FIELD: physical optics. SUBSTANCE: radiation is passed in sequence through UV waves running at opposite directions. As a result, method of frequency coding of light beam may be realized. EFFECT: improved efficiency. 1 dwg

Description

 The invention relates to physical optics, scanning laser devices, and can be used in navigation, information processing systems, and other technical applications where controlled deviation of laser radiation with determination of its angular deviation is used.

 A known method of scanning a light beam by Bragg diffraction (Rebrin Yu. K. Control of an optical beam in space. M: Sov. Radio, 1977), which consists in the following: form a beam of light and pass it through a traveling ultrasonic wave and thereby deflect it by an angle proportional to the frequency of the ultrasonic wave.

 In this case, the frequency of light deviation is shifted relative to the incident light by the value of the frequency of the ultrasonic wave. It is not possible to obtain information about the angle of deviation of the light beam, since the instability of modern laser light generators is much higher than the frequencies of the ultrasonic wave.

 Thus, in the known devices it is impossible to obtain quantitative information about the angle of deviation of the light beam, which is necessary for a number of practical applications.

 A known method of encoding information about the angle of deviation of the light beam (ed. St. USSR N 936724, class G 08 G 7/00, 1982), which use electromagnetic amplitude modulation, as well as conversion and calculation using optical, electronic and electromechanical funds.

 This method does not allow to obtain directly the quantitative values of the angle of deviation of the light beam and requires complex technical means for implementation.

 Closest to the invention, the technical solution is a method of scanning a light beam based on Bragg diffraction by changing the frequency of an ultrasonic wave (Balakshiy V.I. et al. Physical fundamentals of acousto-optics, p. 164).

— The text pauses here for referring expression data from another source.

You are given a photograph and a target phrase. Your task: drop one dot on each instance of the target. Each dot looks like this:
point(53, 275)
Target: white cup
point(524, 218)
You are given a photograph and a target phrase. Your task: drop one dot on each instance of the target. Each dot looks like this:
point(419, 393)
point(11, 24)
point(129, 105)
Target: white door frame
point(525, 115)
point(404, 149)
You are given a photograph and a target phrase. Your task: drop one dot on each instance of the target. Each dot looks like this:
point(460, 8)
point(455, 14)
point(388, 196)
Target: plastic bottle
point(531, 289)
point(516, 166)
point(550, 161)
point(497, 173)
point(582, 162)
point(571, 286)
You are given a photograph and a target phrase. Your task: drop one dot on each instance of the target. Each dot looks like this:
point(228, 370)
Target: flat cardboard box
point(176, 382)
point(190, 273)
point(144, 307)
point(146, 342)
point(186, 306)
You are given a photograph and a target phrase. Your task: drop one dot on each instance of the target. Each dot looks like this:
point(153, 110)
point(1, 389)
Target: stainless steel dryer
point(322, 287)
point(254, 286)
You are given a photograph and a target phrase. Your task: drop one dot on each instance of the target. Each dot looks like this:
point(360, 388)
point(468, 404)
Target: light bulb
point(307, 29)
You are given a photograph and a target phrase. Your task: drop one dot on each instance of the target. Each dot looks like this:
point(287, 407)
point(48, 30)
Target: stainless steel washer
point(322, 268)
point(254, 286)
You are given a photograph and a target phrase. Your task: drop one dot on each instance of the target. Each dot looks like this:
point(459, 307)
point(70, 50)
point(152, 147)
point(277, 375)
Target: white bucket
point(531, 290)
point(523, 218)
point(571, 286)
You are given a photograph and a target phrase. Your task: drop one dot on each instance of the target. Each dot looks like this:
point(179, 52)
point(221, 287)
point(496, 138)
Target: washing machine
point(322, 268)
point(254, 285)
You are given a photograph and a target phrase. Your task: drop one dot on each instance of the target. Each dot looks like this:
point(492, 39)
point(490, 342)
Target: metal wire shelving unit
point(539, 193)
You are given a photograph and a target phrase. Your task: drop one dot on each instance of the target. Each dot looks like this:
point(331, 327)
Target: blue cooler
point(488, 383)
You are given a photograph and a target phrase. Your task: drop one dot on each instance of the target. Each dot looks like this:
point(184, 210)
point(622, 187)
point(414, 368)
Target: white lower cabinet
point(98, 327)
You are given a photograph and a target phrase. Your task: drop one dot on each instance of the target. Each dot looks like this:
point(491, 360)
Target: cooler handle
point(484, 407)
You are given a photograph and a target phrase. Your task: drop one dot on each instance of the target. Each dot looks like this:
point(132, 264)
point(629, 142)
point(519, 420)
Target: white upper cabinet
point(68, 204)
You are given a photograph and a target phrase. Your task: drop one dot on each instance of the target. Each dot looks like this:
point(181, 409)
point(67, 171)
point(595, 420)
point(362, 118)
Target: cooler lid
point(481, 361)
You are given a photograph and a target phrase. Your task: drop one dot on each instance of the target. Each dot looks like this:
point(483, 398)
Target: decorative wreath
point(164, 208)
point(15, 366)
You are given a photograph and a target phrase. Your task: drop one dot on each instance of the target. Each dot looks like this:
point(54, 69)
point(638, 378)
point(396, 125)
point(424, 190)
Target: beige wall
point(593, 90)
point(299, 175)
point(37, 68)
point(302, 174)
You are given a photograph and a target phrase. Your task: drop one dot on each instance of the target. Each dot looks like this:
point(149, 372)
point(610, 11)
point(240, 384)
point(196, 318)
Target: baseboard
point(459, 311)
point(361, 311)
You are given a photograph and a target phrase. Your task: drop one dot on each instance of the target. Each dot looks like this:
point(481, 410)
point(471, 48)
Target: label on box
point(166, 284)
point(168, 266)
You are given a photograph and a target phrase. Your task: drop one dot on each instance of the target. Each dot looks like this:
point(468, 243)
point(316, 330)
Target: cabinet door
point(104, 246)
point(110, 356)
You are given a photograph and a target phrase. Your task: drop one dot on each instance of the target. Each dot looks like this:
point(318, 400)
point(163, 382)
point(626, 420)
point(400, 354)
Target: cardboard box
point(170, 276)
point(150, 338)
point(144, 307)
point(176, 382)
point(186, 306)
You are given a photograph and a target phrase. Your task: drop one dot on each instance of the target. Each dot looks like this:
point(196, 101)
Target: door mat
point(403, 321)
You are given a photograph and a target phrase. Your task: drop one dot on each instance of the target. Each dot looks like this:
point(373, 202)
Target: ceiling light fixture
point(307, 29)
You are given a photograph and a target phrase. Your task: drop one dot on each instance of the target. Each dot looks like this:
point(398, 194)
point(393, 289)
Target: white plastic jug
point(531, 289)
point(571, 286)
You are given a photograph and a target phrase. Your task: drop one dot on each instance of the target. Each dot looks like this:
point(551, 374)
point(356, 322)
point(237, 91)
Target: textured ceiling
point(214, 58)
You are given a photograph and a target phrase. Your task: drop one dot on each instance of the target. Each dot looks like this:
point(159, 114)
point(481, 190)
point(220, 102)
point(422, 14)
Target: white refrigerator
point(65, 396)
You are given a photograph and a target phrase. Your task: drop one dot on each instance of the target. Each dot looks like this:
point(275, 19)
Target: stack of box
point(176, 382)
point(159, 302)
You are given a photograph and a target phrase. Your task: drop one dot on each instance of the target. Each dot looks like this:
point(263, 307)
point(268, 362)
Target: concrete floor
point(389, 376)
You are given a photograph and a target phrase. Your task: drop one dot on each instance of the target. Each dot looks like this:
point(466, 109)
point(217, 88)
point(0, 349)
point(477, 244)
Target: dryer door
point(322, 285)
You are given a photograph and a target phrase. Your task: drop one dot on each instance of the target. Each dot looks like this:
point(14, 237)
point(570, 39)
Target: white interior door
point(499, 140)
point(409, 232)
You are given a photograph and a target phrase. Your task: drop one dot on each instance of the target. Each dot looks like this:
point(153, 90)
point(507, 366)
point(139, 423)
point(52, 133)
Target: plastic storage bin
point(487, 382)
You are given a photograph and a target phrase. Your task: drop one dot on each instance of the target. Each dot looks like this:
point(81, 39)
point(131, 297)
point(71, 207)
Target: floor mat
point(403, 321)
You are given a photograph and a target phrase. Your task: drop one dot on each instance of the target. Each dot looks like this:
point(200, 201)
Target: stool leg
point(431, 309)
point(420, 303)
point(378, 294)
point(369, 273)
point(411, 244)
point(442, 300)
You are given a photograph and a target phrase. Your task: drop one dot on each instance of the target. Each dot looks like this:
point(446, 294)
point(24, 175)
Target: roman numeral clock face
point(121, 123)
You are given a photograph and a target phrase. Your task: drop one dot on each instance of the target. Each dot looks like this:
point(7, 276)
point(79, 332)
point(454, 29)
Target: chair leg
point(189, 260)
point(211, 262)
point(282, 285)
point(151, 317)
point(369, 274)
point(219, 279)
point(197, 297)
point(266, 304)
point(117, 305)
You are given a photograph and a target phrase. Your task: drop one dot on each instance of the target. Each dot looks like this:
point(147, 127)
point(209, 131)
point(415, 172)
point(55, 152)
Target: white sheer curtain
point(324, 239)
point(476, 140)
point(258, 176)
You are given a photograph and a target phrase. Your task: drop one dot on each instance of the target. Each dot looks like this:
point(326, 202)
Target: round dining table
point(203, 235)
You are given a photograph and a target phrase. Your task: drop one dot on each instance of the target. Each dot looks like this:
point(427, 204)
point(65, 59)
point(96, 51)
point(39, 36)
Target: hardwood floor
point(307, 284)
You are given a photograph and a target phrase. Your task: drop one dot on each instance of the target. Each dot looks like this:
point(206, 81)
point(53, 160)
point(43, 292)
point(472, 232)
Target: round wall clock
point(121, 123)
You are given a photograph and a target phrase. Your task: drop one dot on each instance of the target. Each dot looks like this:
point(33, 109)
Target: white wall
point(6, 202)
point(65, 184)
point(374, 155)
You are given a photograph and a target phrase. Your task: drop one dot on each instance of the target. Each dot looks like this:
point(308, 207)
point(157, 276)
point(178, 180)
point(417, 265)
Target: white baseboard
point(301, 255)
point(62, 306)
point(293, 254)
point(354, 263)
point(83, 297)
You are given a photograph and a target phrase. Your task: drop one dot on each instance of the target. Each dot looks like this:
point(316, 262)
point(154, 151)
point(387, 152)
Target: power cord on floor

 The main disadvantage of this method is the fundamental impossibility of frequency coding of information about the angle of deviation of the light beam directly during Bragg diffraction.

 The aim of the invention is the possibility of frequency coding of information on the angle of deviation directly during Bragg diffraction.

 To solve this goal, the following method is proposed. The light beam is passed through a traveling ultrasonic wave, which deflects part of the light beam by an angle proportional to the frequency of the ultrasonic wave. Then a beam of light is passed through a second ultrasonic wave, as close as possible to the first, traveling in the opposite direction and similar to the first, which also deflects part of the light. Due to this, a total deflected light beam is formed, including two diffracted beams and carrying information about the deflection angle.

 The significance of the differences in the proposed solution is determined by the following. The beam of light is deflected twice so that at the first stage it is carried out by an acoustic wave of one direction, and then a wave of another direction. Each wave deflects the incident beam of light at equal angles. As a result, the frequencies of the light beam in one case are increased by the magnitude of the frequency of the acousto-optic wave, and in the other case they are reduced by the frequency of the second wave. At the output, the deflected light beam in its composition has information about the deflection angle in the form of a frequency change.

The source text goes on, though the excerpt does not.